Everyone is always all, Live without regrets! But to be honest there are a few things in my life that I wish I never did:

  1. See the movie Blame it on the Bellboy.
  2. Attend a ZZ Top concert with my dad where there were sexy dancers onstage.
  3. Eat 18 of my Nana’s little tuna appetizers at Easter the year I was 8, because I threw them up. What a waste!

Even Balki Bartokomous couldn’t save this movie! Where’s Counsin Larry???
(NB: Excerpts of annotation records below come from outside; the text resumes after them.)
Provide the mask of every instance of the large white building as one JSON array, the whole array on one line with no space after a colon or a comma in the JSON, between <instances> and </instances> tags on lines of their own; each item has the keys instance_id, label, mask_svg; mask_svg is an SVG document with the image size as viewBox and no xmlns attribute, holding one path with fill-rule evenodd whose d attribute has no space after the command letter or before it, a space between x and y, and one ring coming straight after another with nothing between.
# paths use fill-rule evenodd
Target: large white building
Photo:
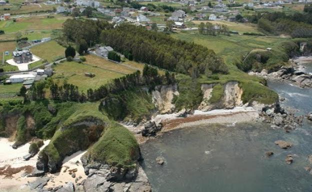
<instances>
[{"instance_id":1,"label":"large white building","mask_svg":"<svg viewBox=\"0 0 312 192\"><path fill-rule=\"evenodd\" d=\"M76 4L79 6L88 6L94 8L100 6L100 2L96 0L76 0Z\"/></svg>"},{"instance_id":2,"label":"large white building","mask_svg":"<svg viewBox=\"0 0 312 192\"><path fill-rule=\"evenodd\" d=\"M12 83L22 83L25 81L34 79L36 75L32 74L13 75L8 78L9 82Z\"/></svg>"},{"instance_id":3,"label":"large white building","mask_svg":"<svg viewBox=\"0 0 312 192\"><path fill-rule=\"evenodd\" d=\"M148 17L142 14L136 16L136 21L138 22L147 22L150 21L150 20Z\"/></svg>"}]
</instances>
At any rate, pretty much my only other regret is so embarrassing to admit that I am going into hiding so you don’t burn me at the stake. See, back in 1986 I saw this awesome commercial starring some really adorable snack foods–California raisins if you can believe it–and they sang this SUPER fantastic song called, get this, “I Heard it From the Grapevine.” Because they were raisins who were once grapes! Hahahahahaha!

It was just a couple years later when I was listening to Oldies 103.3 FM in my dad’s car when the very same song came on the radio! “Dad!” I cried. “I can’t believe the California Raisins got a record contract. How cool, since they’re just snacks and not people!” Dad was all, “Uh, no, Liz. This is Marvin Gaye. The California Raisins just covered it.” Then he told me there was no Santa Claus.

Wow, I can’t believe I just told you my deepest darkest secret. I guess I was afraid you’d hear it through the grapevine and I wanted to tell you first. Zing!